When INL put out a bid to commercialize the platform, co-founders Michael Assante and Derek Harp formed NexDefense to secure the exclusive licensing rights. NexDefense won the bid in 2013, and Assante and Harp called on Michael Sayre, with whom they had previously founded LogiKeep in 1997 (now IntelliShield, owned by Cisco) to rejoin the team as CEO. Though originally headquartered in California, the NexDefense team ultimately relocated to Atlanta because of the city’s thriving cyber security industry.
“Sophia’s roots are important because the technologies deployed within, characteristics of, and operating requirements around industrial control system (ICS) networks – especially for critical infrastructure – can differ significantly from traditional enterprise IT networks,” Sayre says. Most enterprise IT solutions, for example, aren’t equipped to look for the kinds of communication patterns that emerge in an ICS.
Catching Up to the Internet of Things
The rise of the Internet of Things now adds an additional layer of complexity to an industry with an already high level of complexity and therefore expensive to protect and maintain, particularly as infrastructure providers incorporate more smart devices, such as smart meters, into their daily operations. Admittedly, Sayre says, the market is already behind where it should be in terms of protecting those assets.
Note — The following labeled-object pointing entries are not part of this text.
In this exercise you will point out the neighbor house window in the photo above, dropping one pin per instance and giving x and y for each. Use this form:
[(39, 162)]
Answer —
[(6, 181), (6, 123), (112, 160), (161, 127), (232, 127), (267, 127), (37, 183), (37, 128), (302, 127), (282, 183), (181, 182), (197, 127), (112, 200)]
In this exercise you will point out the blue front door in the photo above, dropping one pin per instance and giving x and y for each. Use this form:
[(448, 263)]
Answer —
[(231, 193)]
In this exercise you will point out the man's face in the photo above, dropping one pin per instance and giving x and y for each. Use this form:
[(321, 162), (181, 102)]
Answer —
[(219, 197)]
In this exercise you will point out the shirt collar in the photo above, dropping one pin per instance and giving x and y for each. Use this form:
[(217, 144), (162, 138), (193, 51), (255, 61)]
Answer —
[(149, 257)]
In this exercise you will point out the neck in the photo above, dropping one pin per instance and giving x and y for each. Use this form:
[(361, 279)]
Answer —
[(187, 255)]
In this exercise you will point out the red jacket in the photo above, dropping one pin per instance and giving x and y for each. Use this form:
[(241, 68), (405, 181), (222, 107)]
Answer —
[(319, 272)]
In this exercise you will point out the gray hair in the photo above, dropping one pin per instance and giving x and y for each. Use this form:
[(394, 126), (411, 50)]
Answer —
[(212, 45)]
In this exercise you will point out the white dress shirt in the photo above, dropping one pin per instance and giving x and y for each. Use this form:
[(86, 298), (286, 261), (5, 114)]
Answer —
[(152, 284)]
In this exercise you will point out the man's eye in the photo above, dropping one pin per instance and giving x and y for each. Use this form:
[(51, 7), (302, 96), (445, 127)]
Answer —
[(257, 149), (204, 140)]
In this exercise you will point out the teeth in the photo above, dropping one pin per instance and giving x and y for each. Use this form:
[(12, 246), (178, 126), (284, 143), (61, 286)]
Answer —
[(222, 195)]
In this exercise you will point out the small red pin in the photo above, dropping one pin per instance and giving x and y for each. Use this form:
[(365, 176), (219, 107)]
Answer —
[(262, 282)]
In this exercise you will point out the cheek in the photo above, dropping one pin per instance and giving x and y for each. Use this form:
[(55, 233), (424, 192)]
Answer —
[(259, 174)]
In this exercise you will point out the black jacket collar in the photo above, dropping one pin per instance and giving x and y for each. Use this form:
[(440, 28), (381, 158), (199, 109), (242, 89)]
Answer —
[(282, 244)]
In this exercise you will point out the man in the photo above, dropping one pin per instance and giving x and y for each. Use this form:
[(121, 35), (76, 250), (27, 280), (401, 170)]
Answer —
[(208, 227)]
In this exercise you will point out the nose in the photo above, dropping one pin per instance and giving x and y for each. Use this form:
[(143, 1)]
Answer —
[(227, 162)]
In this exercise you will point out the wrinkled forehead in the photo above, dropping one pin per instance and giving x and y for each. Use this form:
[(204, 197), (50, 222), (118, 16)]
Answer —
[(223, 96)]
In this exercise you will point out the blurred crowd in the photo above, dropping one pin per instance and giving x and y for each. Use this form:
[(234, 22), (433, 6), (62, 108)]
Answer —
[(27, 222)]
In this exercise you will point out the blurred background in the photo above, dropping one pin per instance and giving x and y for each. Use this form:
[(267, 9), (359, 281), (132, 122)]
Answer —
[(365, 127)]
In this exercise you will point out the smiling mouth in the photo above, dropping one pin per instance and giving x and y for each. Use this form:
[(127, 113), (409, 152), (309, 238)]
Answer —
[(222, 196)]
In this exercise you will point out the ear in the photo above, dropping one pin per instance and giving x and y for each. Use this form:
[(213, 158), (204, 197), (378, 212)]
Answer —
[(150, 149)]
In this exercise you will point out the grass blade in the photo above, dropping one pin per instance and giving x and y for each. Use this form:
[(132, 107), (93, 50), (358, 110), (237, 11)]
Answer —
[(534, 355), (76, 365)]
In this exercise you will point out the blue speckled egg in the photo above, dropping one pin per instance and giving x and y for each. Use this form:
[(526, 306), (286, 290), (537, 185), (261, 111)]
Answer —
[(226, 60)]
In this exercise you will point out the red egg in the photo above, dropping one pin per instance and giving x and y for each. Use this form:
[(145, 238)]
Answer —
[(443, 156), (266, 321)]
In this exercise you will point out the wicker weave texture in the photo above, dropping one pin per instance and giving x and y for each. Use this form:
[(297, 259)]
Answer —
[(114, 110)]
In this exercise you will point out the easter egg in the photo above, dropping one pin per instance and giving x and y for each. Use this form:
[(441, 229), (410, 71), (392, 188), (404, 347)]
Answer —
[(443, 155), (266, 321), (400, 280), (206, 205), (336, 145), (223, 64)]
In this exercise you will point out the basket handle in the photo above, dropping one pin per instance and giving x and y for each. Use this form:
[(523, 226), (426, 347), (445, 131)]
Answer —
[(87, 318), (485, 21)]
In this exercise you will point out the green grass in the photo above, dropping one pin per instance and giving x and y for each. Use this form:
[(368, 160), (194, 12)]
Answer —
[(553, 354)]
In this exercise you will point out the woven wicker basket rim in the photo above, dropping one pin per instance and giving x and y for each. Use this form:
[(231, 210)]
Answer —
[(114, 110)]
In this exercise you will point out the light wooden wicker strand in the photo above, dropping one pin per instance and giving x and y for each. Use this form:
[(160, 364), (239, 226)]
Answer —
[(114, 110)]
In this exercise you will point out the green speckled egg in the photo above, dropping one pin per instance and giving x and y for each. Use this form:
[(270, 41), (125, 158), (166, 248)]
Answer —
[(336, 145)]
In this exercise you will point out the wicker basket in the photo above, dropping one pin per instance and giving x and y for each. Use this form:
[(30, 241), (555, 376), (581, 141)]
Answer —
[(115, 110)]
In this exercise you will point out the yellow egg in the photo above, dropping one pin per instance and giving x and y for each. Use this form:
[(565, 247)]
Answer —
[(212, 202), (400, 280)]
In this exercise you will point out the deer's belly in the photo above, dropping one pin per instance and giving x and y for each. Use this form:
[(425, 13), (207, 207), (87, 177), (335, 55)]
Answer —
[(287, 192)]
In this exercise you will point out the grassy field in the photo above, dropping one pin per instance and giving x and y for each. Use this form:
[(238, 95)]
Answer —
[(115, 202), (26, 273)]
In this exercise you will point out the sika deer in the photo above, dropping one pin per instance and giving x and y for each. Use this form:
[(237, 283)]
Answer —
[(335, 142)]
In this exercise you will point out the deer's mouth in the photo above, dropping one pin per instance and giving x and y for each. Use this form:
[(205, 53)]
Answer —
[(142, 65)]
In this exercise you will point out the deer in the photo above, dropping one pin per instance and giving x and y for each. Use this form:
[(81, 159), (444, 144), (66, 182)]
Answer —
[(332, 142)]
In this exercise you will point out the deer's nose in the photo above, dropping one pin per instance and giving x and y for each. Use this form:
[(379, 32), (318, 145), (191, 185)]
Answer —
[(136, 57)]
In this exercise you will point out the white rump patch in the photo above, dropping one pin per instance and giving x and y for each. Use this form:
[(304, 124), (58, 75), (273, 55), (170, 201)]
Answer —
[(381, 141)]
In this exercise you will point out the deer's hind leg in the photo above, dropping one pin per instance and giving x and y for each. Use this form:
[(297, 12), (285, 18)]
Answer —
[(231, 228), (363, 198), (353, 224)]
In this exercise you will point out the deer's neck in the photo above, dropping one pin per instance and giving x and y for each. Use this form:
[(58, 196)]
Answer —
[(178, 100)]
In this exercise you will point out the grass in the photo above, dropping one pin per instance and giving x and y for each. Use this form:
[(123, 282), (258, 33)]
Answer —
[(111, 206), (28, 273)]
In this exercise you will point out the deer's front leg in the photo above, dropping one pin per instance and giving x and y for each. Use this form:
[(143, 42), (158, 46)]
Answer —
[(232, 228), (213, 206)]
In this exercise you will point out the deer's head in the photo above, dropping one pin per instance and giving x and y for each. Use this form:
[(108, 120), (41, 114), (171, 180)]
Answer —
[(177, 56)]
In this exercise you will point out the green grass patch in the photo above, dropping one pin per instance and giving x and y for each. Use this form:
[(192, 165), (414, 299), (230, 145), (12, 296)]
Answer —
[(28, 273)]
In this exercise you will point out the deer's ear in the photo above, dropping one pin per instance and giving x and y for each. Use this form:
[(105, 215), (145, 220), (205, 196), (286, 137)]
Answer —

“That creates major challenges for critical infrastructure providers trying to protect their industrial control systems and operations with massive new numbers of devices introducing new vulnerabilities and threats into their networks at an increasing rate,” Sayre says. “It also creates major challenges for cyber security companies who need to develop broader solutions at an increasing pace in order to gain ground on both inadvertent and malicious threats to their customers operations.”
To address those challenges, he says critical infrastructure providers and cyber security companies will need to properly prioritize and fill the most dangerous security gaps first, and increase their investments in the necessary tools to prevent, detect and respond to damages caused by potential attacks. Naturally, he adds, NexDefense aims to be a leader in that effort.
NexDefense is already showing signs that it is gaining traction in that regard. Following a successful beta program in 2014, the startup completed a $2.4 million seed round in November, adding cyber security veteran Tom Noonan to their board of directors in the process. Later that month, Sophia was released to the public and in December NexDefense completed its first sale. Based in the Atlanta Tech Village, NexDefense currently employs 20 but Sayre says he hopes to double that by the end of the year. NexDefense also presented at the 2014 Venture Atlanta conference last October.
In addition to building out his team, Sayre says he hopes to close a Series A round this year, as well as boost sales and expand the Sophia platform’s current offerings.